My usage of the term "first-born" means, here, first out of the two children under consideration. Telling us that the wife has had a boy before the other child in question is more info than the original version, where we don't know the ordering. This is why the original version gives a probability of 1/3, while your version gives a probability of 1/2. It is MORE information, and it is a different problem with a different outome.
Alright allow me to put it this way: The events (B,G) and (G,B) loose half their weight in this case; each is 25% likely to be true, while (B,B) is 50% likely. Let's break the problem down furthur: We incorporate the persons answer into the scenario, not just by eliminating the (G,G) possibility, but by taking which child she could be reffering to into account. She is either reffering to child 1 or child 2. The new events appear as follows: (B,G,1) (G,B,2) (B,B,1) (B,B,2) Events: (B,G,2), (G,B,1), (G,G,1) (G,G,2) are contradictory and are therefore imppossible. Now we see, there is a 1/2 chance of it being 2 boys and a 1/2 chance of there being a girl. The fact is, the gender of the childs are independant. -Andrew
It's more than that - the OP doesn't identify a child in any way. In order to answer the question "Do you have [at least one] boy?", the responder has to consider her two children as a set. The response could refer to either or both. In turn, the probability we want to calculate is a property of both children as a set, not just one of them.
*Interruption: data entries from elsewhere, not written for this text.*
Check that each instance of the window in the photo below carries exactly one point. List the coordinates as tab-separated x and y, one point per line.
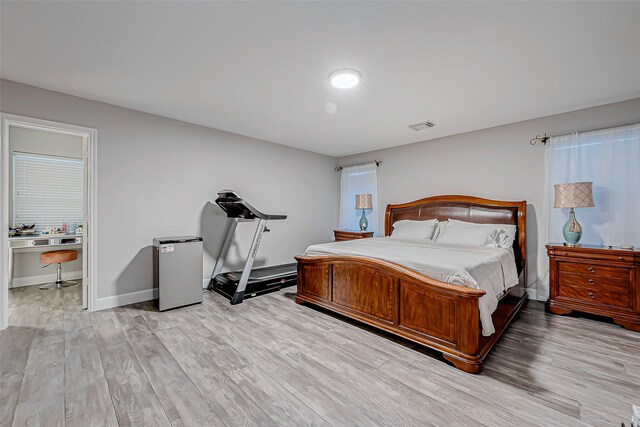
47	190
362	179
610	158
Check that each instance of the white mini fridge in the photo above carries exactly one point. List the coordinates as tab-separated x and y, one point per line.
177	271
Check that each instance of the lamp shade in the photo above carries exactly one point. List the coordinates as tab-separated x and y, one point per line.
573	195
363	201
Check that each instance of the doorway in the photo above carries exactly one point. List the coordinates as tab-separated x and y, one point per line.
48	204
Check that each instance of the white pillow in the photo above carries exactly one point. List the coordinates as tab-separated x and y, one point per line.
463	235
494	235
414	230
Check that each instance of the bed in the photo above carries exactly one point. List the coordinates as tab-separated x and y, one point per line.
402	301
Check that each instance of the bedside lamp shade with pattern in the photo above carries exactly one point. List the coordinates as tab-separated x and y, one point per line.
364	201
573	195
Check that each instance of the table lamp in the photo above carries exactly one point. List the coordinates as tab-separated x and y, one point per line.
363	201
573	195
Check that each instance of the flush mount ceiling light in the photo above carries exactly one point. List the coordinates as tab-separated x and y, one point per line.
345	78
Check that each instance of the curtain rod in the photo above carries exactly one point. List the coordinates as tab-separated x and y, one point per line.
544	139
377	162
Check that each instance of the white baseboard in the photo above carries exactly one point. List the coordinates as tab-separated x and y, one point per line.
125	299
535	295
41	279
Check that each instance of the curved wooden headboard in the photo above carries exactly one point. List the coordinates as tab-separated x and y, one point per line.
466	208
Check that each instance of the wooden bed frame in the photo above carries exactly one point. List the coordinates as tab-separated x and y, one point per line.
398	300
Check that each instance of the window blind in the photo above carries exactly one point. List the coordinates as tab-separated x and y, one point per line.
361	179
47	190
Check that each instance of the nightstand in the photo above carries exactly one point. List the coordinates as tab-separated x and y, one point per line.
595	280
342	235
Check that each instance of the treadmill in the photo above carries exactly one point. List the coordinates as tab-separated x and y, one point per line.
238	285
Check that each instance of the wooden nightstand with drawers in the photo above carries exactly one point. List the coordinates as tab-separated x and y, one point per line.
595	280
342	235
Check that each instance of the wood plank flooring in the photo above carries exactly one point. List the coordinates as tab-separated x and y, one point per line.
271	362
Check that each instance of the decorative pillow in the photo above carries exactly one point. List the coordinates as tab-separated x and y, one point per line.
496	235
414	230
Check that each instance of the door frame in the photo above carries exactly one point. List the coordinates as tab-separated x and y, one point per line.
90	235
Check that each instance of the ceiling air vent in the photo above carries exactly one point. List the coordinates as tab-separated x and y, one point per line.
422	125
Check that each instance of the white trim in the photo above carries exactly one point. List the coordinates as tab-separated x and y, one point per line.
535	295
90	238
125	299
44	278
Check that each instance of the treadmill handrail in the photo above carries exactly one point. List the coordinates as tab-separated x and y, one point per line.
236	207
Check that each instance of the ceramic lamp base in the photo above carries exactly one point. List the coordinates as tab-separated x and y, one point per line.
363	222
572	230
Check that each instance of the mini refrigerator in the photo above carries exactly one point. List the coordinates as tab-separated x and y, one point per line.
177	271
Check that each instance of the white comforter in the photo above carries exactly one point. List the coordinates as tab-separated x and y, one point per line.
492	270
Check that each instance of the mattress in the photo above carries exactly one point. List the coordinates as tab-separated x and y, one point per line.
492	270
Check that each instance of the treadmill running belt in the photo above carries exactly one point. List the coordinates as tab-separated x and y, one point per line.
264	273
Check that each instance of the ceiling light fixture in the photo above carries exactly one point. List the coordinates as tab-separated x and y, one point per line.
345	78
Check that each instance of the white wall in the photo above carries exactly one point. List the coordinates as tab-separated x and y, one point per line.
158	177
27	268
496	163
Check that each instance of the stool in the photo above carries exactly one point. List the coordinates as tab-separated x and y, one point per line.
58	257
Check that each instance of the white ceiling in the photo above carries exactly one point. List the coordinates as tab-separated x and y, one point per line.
260	69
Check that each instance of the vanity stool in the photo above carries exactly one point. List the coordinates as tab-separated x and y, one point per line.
58	257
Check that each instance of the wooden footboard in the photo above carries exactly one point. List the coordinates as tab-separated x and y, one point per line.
398	300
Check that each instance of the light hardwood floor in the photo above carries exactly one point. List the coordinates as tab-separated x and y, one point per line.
270	362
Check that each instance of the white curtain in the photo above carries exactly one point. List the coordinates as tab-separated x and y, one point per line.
361	179
610	158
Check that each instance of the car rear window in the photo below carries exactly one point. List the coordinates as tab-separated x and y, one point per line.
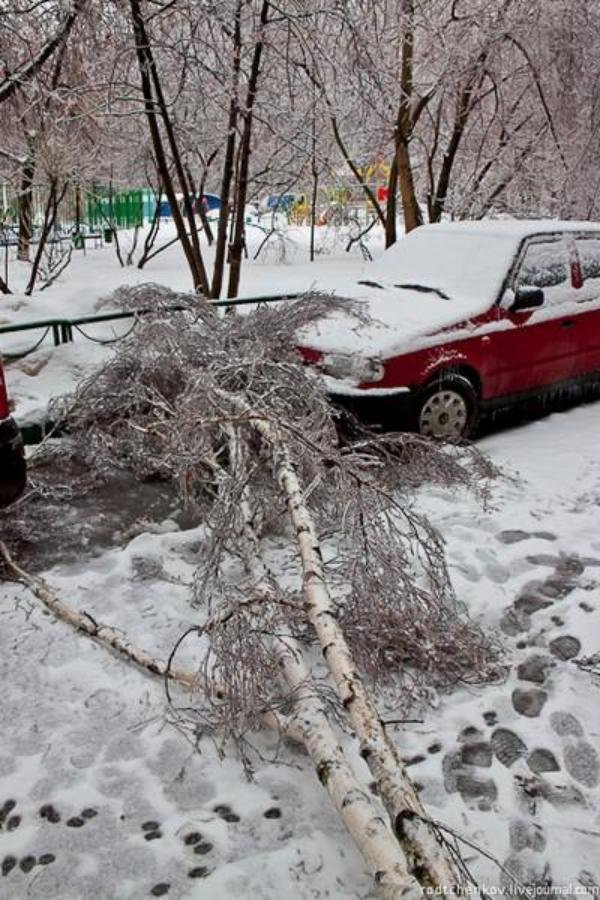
589	257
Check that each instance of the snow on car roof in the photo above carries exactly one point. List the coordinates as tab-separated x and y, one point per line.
464	262
518	228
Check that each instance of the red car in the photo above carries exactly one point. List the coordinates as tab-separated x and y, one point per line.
464	317
12	457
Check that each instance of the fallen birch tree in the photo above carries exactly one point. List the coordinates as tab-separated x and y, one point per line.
223	408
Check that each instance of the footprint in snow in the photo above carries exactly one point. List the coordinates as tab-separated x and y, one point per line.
580	757
461	770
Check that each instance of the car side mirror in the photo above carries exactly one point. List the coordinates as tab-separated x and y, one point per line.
527	298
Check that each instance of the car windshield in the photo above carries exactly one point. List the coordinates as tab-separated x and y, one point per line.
447	263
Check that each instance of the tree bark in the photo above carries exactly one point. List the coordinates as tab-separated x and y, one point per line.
25	205
13	80
360	813
424	852
149	77
410	204
229	159
237	244
50	212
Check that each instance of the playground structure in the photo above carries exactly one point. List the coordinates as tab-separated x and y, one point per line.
341	203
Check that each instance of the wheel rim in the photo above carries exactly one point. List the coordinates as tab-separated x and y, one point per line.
444	414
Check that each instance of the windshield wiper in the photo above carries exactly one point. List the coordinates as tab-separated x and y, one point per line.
371	284
423	289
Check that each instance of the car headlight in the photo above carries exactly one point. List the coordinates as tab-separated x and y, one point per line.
359	369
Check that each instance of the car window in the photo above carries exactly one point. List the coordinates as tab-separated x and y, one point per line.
588	250
546	265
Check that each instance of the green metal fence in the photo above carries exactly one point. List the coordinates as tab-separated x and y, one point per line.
120	209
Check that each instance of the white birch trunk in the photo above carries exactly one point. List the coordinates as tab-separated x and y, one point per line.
424	852
359	811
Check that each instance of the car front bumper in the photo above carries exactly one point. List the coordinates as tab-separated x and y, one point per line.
13	469
386	410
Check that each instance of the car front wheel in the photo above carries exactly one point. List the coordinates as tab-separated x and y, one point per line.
447	409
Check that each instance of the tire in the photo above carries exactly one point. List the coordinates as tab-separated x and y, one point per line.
447	409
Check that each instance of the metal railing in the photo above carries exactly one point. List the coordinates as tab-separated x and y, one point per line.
63	329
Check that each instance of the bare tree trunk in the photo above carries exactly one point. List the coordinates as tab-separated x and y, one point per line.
50	212
405	124
424	852
198	199
149	77
25	204
391	206
237	245
12	81
229	160
153	231
373	837
410	204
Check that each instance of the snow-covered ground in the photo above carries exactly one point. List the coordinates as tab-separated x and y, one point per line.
102	797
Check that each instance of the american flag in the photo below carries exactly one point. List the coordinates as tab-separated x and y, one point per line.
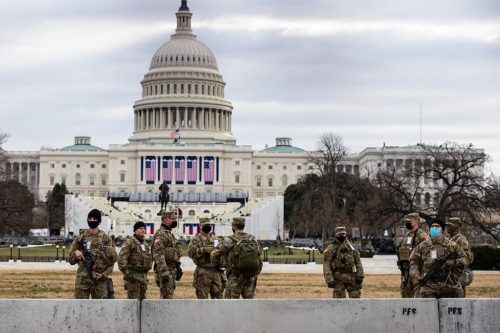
150	170
208	170
179	170
192	168
150	228
167	169
175	134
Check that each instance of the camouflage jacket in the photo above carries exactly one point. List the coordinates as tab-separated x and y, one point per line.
135	257
165	250
424	255
102	249
341	258
218	259
226	248
410	242
462	241
196	250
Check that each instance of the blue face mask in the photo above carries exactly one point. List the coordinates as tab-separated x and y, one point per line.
435	231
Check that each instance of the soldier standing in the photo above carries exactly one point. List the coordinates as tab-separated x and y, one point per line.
206	280
342	266
413	237
135	261
453	226
95	254
244	256
436	264
166	256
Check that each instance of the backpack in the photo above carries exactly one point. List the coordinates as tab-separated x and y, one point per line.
246	254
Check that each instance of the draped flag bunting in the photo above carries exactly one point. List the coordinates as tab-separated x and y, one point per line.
150	169
208	170
180	166
167	166
192	163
That doesn't make any sense at all. Yes, that's the trap I referred to in my first response to the thread. In the idealised probability teacher's scenario, the person isn't referring to one of her children, she is referring to them both as a set. You can imagine that the person interprets the question in a different way (as I suggested), which would change the resulting answer. Your analysis implies that the person has listened to the question, then chosen one of her children at random, and said whether that chosen child is a boy or not. Ie you eliminate (B,G,2) and (G,B,1) because in those situations the person would have answered "No".
OK, let's restate the OP like this. You approach somone and ask if they have any children. He states 'I have a son and my wife is pregnant'. What is the probability the unborn child will be a boy?